Paling tidak untuk Indonesia 2030 akan menjadi momentum penting karena saat itulah bonus demografi akan terjadi. Pada tahun-tahun itulah digital native atau generasi milenial akan menjadi variabel penting baik sebagai konsumen maupun produsen.
Sebagai konsumen tentu mereka menghendaki produk barang dan jasa yang unggul dan harga terjangkau. Wajar bila mereka senang dengan belanja online karena hemat waktu, leluasa memilih produk, dan mudah menemukan harga terendah hingga tertinggi.
Sebagai produsen mereka pun yang sudah akrab dengan dunia digital ingin proses yang efisien, presisi, dan unggul. Menghadapi karakteristik generasi milenial itu baik sebagai produsen maupun konsumen, maka pertanian pun harus menyesuaikan. Oleh karena itu, pertanian 4.0 akan menjadi keniscayaan.
Apa itu pertanian 4.0? Pertanian 4.0 ialah pertanian dengan ciri pemanfaatan teknologi artificial intelligence, robot, internet of things, drone, blockchain, dan big data analitis, untuk menghasilkan produk unggul, presisi, efisien, dan berkelanjutan.
Ruang lingkup pertanian 4.0 ialah pertama, on farm akan dicirikan dengan pertanian presisi (precision farming). Dimulai dengan menghasilkan benih unggul berbasis bioinformatics, pengendalian hama terpadu secara cerdas dengan artificial intelligence, pemupukan presisi, penggunaan smart tractor, penyemaian benih dengan robot. Plant factory kini juga makin populer. Saat ini mahasiswa IPB sudah menemukan identifikasi penyakit tanaman dengan smartphone.
Kedua, off farm dicirikan tidak saja dengan agroindustri cerdas, tetapi juga sistem logistik pertanian digital. Teknologi blockchain kini mulai iaplikasikan untuk menjamin transparansi dan traceability produk pertanian sehingga para pelaku hulu hilir bisa saling mengontrol. Saat ini pelaku hulu dalam posisi lemah karena informasi yang asimetris. Ke depan, informasi akan simetris dan pelaku hulu hilir akan lebih setara.
Ketiga, pemasaran digital dan konsumen cerdas yang melek digital akan mewarnai konsumen masa depan. Pola pemasaran ke depan tidak lagi konvensional seperti sekarang, tetapi akan berbasis platform. Konsumen produk pertanian akan menggunakan platform melalui smartphone dalam membeli produk baik untuk memilih produk maupun menelusuri asal-usul produk.
Untuk memilih produk, dosen IPB Profesor Aris Purwanto, sudah menemukan cara identifikasi kematangan buah mangga dengan smartphone. Jadi, kalau belanja buah kita bisa tahu buah ini matang atau tidak dengan cara yang mudah.
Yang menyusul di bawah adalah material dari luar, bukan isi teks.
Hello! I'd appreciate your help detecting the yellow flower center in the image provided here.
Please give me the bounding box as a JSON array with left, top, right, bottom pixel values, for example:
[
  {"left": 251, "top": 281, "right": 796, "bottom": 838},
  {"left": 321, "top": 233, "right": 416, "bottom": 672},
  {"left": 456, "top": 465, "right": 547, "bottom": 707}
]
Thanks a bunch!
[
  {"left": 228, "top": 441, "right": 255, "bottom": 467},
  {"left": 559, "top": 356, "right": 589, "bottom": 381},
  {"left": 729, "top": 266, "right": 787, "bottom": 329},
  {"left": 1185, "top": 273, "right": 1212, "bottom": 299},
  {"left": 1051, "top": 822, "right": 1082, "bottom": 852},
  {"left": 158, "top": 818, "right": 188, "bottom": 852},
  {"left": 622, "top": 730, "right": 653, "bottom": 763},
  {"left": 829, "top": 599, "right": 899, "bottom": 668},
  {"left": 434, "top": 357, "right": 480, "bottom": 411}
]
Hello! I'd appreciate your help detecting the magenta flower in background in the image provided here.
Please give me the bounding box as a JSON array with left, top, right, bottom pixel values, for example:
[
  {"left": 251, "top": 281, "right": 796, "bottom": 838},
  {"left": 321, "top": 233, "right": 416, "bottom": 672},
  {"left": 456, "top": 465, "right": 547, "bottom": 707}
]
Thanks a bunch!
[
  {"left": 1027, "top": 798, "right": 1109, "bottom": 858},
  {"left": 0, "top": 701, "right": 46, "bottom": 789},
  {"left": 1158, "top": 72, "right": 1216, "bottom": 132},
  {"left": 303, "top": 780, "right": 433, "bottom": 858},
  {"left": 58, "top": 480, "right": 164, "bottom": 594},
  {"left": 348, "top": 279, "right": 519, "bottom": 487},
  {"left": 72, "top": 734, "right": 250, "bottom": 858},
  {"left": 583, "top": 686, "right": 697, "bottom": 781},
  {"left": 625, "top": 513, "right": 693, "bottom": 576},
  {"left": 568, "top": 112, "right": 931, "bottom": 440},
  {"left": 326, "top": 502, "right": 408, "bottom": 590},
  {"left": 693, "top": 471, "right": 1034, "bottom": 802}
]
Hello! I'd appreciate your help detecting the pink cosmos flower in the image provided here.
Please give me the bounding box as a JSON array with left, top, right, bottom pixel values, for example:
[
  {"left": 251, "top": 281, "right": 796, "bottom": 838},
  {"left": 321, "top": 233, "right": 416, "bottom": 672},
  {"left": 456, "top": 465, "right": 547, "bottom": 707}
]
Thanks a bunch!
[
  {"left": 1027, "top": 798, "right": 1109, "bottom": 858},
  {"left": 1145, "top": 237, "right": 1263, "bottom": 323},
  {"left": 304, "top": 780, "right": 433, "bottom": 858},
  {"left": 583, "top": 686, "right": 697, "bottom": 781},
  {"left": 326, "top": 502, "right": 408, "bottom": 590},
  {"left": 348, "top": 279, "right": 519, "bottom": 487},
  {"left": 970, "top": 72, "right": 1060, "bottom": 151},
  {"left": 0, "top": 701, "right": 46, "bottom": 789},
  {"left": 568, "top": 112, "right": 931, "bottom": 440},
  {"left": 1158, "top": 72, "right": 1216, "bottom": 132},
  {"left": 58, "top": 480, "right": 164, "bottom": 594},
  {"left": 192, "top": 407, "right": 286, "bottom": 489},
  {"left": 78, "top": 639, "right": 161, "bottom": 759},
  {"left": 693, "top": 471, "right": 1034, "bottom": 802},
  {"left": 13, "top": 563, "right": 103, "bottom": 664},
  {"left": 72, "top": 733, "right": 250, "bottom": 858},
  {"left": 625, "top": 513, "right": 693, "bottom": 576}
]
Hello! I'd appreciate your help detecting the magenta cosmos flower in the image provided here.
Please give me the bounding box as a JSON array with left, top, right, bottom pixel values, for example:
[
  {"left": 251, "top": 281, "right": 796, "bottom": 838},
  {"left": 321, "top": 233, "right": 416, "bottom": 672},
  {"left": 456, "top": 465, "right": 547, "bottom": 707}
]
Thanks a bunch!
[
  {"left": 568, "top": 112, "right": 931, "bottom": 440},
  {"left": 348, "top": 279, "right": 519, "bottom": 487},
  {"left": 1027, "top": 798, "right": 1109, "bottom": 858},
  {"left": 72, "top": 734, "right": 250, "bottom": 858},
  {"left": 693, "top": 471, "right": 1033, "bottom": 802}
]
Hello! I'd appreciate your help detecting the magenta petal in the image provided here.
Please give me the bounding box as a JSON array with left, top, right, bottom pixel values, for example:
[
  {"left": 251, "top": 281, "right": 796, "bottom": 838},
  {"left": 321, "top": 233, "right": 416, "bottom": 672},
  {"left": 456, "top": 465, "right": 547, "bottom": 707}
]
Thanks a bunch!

Pertanyaannya, apakah pertanian 4.0 itu reatistis untuk kondisi petani kita yang masih tradisional? Pertama, teknologi 4.0 itu keniscayaan yang sulit dibendung. Suka atau tidak suka dan mau tidak mau, kita harus menerima kenyataan kecenderungan ini. Oleh karena itu, kita harus melakukan persiapan dan percepatan adaptasi.
Di sinilah diperlukan pelaku-pelaku baru milenial yang berciri technopreneur. Technopreneur mampu menghasilkan produk-produk inovatif juga aktor sociopreneur yang berperan mengonsolidasi para petani tradisional, serta memfasilitasi aplikasi teknologi baru tersebuf dalam kerangka percepatan transformasi.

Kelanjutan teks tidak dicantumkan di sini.